Claude 3.5 Sonnet API pricing is no longer the current Anthropic pricing tier: the closest current replacement is Claude Sonnet 4.6 at $3 per million input tokens and $15 per million output tokens, and this guide explains how that maps to older searches, how billing works, and where costs usually change in practice. For a broader overview, see our Claude pricing guide or the main Claude API hub.

- Free tier · no card
- API priced per million tokens
- The short answer
- How it works
- What it costs
- Limits and gotchas
- Other questions readers ask
- The honest take
The short answer

If you searched for claude 3.5 sonnet api pricing, the practical answer is this: Anthropic’s current general-purpose default is Claude Sonnet 4.6, priced at $3/M input tokens and $15/M output tokens through the API on platform.claude.com. Older searches for Claude 3.5 Sonnet usually mean “what does the mid-tier Claude model cost in the API?”, and today that price point is Sonnet 4.6, not a separate 3.5 listing on the current pricing page.

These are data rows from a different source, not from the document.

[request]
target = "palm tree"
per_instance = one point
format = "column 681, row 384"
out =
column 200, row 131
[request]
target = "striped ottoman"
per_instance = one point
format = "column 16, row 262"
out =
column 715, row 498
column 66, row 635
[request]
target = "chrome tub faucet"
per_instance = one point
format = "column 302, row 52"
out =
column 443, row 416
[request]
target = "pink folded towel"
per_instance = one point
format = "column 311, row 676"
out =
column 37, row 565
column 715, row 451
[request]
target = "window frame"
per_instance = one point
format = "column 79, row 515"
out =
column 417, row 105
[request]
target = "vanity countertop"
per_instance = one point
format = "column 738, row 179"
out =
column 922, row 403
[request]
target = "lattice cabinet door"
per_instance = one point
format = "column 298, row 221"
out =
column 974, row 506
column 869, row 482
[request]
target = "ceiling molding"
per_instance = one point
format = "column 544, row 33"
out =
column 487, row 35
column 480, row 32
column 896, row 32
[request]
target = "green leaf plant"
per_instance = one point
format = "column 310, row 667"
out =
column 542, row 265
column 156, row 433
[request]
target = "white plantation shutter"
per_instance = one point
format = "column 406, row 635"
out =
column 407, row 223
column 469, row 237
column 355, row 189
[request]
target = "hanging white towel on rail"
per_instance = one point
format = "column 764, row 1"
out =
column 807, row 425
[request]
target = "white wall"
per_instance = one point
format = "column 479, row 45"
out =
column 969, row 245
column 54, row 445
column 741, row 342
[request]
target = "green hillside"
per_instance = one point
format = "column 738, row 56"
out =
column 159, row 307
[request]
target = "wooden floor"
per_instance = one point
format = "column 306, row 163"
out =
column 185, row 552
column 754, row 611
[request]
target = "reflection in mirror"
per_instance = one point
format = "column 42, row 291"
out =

Anthropic bills API usage by tokens processed, not by request. Input tokens are what you send in the prompt and conversation history. Output tokens are what Claude generates back. If you are comparing model families, the current lineup is simple: Haiku 4.5 is cheapest, Sonnet 4.6 is the balanced default, and Opus 4.7 is the premium option. If you are new to the ecosystem, our independent Claude guide, Claude features overview, and Claude Code guide give the broader context.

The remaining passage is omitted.